Post #31: Not So Scary

Brazil has had it rough in the press. During my Portuguese classes in Washington, we talked incessantly about the military intervention in Rio, Lavo Jato, favelas, protests to release Lula from jail, the truckers' strike that shut down the country in May, and general problems with the economy, disparity, and crime. Carefully mulling these topics gives one the impression that Brazil is a country in which it is almost too dangerous to leave your home, especially in big cities like Rio and São Paulo. The image is compounded by urban legend and the stories of teachers, classmates, and colleagues who have been mugged or know someone who has been the victim of a crime.

After my latest security briefing and rereading the State Department travel website, I packed carefully and did not wear a single piece of jewelry on my trip. Not even my plain, gold wedding band. I packed a fake wallet and took care to pull out my extra id and debit card from the purse I carry every day. When getting in taxis, I was sure to put my laptop in the trunk and not open my cellphone in the car.

And I was made to feel silly when I started observing the people around me. You know, women wearing jewelry and people talking on their cellphones on the street. In the neighborhood where we were staying in São Paulo, it was possible to walk to restaurants and even do so alone at night. In fact, there were a lot of people, regular people, just carrying on with their life. I don't want to minimize the crime rate or issues that people may have in Brazil with safety and security, but it was a reality check.
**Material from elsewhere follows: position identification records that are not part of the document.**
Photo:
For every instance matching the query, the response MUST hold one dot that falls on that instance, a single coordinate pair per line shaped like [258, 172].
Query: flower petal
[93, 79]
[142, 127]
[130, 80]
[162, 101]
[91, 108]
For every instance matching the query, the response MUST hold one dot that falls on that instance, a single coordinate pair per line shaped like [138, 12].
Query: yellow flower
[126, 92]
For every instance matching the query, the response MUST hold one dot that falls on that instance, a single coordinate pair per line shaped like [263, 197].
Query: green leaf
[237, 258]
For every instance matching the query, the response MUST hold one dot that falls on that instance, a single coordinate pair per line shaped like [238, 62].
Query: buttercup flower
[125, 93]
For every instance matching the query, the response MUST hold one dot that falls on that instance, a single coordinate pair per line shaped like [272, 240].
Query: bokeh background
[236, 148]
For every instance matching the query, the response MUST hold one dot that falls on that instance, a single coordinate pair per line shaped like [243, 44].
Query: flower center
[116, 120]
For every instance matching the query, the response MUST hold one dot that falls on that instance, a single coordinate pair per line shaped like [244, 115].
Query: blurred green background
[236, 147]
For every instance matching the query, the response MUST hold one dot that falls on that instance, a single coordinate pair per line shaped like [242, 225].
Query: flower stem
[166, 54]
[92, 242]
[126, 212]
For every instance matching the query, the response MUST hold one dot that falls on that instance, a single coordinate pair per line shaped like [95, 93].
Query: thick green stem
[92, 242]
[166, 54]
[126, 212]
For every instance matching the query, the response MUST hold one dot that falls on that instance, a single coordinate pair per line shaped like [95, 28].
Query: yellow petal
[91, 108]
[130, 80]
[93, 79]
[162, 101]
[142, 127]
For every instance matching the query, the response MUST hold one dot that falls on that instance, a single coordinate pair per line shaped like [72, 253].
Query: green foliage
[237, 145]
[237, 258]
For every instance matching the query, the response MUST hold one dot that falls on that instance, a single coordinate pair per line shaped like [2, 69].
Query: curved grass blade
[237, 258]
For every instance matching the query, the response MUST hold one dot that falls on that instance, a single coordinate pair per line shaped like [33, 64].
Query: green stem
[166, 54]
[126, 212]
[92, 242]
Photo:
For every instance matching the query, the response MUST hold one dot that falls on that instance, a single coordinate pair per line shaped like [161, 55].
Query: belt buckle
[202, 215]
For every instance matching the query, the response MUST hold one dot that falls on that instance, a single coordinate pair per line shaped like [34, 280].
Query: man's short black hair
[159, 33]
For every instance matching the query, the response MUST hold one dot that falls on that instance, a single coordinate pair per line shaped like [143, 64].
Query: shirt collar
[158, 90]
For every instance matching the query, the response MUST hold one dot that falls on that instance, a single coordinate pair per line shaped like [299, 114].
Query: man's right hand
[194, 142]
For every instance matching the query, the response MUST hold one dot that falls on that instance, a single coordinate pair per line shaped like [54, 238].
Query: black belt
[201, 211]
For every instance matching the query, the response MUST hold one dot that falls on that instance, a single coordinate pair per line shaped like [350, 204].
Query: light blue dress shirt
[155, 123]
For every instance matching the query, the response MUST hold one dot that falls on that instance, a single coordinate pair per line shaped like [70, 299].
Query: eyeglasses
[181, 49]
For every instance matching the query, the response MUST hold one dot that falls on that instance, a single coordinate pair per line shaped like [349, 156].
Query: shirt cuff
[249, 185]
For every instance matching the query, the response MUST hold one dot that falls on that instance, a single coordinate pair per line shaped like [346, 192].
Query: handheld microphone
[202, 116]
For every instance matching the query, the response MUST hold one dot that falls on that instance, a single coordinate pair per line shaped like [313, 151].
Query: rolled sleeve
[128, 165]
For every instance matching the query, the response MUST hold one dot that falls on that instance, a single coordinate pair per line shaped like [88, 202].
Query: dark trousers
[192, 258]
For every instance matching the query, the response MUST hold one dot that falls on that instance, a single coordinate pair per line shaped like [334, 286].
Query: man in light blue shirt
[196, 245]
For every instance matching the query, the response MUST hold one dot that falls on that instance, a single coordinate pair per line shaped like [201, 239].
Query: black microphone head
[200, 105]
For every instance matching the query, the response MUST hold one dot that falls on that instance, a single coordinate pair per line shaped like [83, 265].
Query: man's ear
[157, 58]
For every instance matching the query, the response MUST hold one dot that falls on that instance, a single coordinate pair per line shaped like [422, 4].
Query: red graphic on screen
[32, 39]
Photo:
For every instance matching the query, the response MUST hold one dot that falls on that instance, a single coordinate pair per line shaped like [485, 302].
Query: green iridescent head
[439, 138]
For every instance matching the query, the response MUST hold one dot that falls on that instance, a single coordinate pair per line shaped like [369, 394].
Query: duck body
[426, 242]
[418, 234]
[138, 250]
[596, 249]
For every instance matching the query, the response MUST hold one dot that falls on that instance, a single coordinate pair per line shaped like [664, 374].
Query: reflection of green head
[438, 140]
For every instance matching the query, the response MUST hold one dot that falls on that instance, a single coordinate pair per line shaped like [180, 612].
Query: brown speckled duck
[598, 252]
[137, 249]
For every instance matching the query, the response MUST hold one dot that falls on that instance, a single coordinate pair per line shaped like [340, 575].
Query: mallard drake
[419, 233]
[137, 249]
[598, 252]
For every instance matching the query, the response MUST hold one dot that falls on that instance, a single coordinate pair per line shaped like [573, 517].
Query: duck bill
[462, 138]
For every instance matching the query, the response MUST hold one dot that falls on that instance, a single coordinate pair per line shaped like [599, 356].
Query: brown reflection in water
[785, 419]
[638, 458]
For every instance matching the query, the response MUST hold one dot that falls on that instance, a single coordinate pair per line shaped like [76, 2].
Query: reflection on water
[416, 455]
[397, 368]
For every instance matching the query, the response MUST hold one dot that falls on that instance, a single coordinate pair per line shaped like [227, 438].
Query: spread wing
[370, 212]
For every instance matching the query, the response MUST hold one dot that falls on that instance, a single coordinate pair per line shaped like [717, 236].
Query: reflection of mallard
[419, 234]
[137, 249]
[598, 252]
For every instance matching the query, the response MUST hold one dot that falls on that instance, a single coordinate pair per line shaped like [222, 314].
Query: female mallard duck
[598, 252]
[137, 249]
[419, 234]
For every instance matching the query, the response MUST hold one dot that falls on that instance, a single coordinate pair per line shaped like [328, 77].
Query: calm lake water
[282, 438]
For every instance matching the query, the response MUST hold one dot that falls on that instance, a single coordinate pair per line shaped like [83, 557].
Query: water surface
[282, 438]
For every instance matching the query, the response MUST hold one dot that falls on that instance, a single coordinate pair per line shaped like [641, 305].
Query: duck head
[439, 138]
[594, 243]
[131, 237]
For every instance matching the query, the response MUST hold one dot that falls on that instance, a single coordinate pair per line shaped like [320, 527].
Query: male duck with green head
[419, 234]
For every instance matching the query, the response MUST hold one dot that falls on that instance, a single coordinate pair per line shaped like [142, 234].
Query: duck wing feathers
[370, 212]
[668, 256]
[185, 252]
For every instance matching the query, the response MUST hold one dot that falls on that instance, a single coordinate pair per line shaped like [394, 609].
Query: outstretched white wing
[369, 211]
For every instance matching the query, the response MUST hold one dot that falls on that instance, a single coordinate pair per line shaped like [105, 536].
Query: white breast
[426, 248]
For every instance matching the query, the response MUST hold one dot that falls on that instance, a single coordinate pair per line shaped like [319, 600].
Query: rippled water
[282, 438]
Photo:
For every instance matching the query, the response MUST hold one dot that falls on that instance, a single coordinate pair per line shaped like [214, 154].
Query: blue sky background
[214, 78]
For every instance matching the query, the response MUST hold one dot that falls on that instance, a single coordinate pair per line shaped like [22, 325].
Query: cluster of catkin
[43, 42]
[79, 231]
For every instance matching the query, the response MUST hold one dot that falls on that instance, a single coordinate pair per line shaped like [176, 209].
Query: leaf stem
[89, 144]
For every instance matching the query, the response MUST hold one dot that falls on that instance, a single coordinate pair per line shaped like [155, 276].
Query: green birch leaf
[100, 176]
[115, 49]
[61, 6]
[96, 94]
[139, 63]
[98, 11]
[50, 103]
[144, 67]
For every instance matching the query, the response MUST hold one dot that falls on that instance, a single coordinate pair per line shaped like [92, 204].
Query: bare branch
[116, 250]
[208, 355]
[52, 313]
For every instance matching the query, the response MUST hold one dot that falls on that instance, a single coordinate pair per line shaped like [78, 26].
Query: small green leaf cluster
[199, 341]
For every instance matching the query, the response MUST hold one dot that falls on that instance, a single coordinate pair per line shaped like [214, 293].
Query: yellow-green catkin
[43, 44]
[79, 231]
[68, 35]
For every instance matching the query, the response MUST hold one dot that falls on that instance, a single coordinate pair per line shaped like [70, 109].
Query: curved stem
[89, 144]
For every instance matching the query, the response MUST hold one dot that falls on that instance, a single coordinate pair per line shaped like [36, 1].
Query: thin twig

Of course, the city is also home to the people who live in it. There are great opportunities for culinary adventure, culture, shopping, and arts -- ones that would be a shame to miss while shuttered in a hotel room.

I am glad that the city is not as scary as envisioned and very much look forward to exploring (carefully) its treasures.

Thursday, July 26, 2018

Post #31: Greetings the Brazilian Way

When you go to a new country, it is important to know how to meet new people. Can you shake hands? Can you touch a person of another gender? Is it taboo to use the left hand (or the right)? Do people display affection when meeting friends by hugging? Are air kisses appropriate? And how many? And does it matter if the interaction is female-female or female-male or male-male? If you know the rules, you can at least get that far with an interaction and start a conversation, no matter what your language skills are like.

You can go wrong. Try hugging an Estonian friend or acquaintance, for example, and you will immediately detect discomfort from the recipient. Try kissing a Slovak a third time and you might find yourself in an inappropriate lip lock. Aggressively try to shake hands with an Indonesian of the opposite sex and your interlocutor will try to shirk the gesture (with a smile, of course). I still remember an American Peace Corps Volunteer when I was in Slovakia who would see the air kiss coming and feign tying her shoes to avoid what she thought was overly familiar contact with a stranger. You get it.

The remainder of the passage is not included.